K S
K S

Reputation: 45

Storing pickle object in Google Cloud Storage using Tensorflow.io.gfile

I am trying to store a pickle object in a Google Cloud Storage bucket. This is a part of a machine learning pipeline [tutorial][1] provided by Google that I am following. I broke down the code to a minimal example that still throws the same error.
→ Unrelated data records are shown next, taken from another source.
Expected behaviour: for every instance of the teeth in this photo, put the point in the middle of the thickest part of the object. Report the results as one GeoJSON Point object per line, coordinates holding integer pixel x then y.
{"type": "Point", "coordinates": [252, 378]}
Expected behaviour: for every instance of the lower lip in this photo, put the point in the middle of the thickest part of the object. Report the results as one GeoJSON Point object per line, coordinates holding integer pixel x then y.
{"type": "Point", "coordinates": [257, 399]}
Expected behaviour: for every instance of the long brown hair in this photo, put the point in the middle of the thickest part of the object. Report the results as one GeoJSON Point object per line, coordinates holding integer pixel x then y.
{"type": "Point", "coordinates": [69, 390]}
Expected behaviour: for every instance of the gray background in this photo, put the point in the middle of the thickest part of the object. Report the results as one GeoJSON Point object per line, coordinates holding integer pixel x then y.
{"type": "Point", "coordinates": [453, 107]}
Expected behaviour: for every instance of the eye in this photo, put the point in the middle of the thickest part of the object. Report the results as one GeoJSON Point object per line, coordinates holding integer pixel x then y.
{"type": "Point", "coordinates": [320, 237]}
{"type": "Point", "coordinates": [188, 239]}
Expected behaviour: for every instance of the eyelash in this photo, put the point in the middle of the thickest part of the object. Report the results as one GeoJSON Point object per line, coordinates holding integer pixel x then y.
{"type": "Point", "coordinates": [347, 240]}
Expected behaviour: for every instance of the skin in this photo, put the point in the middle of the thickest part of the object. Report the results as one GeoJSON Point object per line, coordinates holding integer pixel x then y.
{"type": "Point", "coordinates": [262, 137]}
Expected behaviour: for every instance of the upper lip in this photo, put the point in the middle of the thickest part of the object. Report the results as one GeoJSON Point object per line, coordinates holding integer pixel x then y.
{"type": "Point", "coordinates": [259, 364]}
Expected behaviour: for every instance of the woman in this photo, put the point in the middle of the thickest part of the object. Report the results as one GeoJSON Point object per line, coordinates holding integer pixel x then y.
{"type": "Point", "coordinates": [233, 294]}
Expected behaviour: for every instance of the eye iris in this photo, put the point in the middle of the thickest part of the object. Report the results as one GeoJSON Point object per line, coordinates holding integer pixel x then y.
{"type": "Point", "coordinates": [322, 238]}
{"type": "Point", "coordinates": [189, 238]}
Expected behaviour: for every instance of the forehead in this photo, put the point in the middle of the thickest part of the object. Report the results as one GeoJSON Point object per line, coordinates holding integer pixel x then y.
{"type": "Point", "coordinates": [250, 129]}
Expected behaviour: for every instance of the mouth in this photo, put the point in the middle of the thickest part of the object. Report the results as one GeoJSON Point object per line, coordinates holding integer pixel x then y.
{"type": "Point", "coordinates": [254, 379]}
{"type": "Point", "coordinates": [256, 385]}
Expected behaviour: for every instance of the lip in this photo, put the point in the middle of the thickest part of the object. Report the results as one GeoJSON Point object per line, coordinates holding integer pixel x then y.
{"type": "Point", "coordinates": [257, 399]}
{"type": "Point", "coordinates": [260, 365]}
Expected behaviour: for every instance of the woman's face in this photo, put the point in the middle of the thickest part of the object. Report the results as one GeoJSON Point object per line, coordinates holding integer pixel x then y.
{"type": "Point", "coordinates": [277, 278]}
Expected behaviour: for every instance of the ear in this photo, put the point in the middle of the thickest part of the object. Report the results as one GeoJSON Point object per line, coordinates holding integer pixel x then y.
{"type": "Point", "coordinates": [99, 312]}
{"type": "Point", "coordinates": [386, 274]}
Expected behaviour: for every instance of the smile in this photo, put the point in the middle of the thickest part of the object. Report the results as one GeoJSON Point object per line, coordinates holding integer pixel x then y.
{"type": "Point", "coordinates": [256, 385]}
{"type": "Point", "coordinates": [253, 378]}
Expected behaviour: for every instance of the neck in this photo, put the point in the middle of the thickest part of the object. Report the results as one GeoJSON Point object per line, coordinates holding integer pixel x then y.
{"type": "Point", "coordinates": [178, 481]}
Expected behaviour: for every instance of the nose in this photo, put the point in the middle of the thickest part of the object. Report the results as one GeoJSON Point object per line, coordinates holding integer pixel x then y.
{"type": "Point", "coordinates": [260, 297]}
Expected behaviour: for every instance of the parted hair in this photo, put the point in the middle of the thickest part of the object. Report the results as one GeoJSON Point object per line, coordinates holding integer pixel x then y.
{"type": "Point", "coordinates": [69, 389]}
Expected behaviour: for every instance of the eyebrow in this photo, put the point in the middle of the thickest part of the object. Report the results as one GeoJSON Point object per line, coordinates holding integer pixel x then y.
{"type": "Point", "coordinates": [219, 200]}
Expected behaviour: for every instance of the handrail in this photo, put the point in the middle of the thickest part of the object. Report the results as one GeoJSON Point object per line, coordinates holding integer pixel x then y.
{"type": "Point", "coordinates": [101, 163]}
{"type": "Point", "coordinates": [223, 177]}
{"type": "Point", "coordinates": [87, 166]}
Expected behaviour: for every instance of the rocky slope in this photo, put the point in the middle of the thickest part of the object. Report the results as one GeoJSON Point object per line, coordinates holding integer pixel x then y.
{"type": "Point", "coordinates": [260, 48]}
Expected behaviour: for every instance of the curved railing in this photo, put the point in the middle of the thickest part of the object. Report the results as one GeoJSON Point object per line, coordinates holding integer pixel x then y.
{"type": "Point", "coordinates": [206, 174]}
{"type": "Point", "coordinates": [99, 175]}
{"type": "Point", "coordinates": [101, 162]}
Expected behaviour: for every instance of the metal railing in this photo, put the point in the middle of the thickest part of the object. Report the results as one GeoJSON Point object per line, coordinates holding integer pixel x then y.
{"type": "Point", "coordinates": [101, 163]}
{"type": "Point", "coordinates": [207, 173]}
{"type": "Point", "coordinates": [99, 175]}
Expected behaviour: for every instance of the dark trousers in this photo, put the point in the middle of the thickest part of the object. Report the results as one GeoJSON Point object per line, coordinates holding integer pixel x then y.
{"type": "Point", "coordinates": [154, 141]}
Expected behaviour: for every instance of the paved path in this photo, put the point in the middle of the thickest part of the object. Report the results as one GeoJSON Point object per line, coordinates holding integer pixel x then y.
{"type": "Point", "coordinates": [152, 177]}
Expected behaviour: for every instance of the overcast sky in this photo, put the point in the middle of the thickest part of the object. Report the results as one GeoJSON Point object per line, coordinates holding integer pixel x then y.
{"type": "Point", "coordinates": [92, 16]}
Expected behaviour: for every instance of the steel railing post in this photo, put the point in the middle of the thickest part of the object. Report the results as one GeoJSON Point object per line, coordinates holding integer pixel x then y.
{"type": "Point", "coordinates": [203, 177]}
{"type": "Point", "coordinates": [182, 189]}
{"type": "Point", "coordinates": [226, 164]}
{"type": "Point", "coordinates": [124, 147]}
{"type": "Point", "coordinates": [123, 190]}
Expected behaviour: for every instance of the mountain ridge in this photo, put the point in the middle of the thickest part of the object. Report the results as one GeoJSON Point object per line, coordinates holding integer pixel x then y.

In my actual code, the object is a class instance.

import tensorflow as tf
import dill as pickle
obj = {'foo': 'bar'}
with tf.io.gfile.GFile(filename, 'wb') as f:
    pickle.dump(obj, f, protocol=pickle.HIGHEST_PROTOCOL)

When I run this, I get

TypeError: Expected binary or unicode string, got <memory at 0x7fdc66d7d7c0>

On the tutorial this step worked fine as it used Tensorflow 1 and tf.io.gfile.Open(), which was removed in Tensorflow 2 and replaced by the command above. Simply using open() also works, but of course that doesn't help me writing to a bucket. I also tried

with tf.io.gfile.GFile(filename, 'wb') as f:
   f.write(obj)

but it returns the same error. Please let me know know what I am doing wrong or if there is an alternative approach to store a pickled object directly to a bucket? Many thanks for your help! [1]: https://cloud.google.com/dataflow/docs/samples/molecules-walkthrough#overview

Upvotes: 2

Views: 1217

Answers (2)

tianzong
tianzong

Reputation: 1

you may also need to

import pickle5 as pickle

for Python 3.7.9

Upvotes: 0

kalu
kalu

Reputation: 2682

I don't know why the original code sample doesn't work. But this did the trick for me:

import codecs
import dill as pickle
import tensorflow as tf

def dump(obj, filename):
    """ Wrapper to dump an object to a file."""
    with tf.io.gfile.GFile(filename, "wb") as f:
        pickled = codecs.encode(
            pickle.dumps(obj, protocol=pickle.HIGHEST_PROTOCOL),
            "base64").decode()
        f.write(pickled)


def load(filename):
    """ Wrapper to load an object from a file."""
    with tf.io.gfile.GFile(filename, "rb") as f:
        pickled = f.read()
        return pickle.loads(codecs.decode(pickled, "base64"))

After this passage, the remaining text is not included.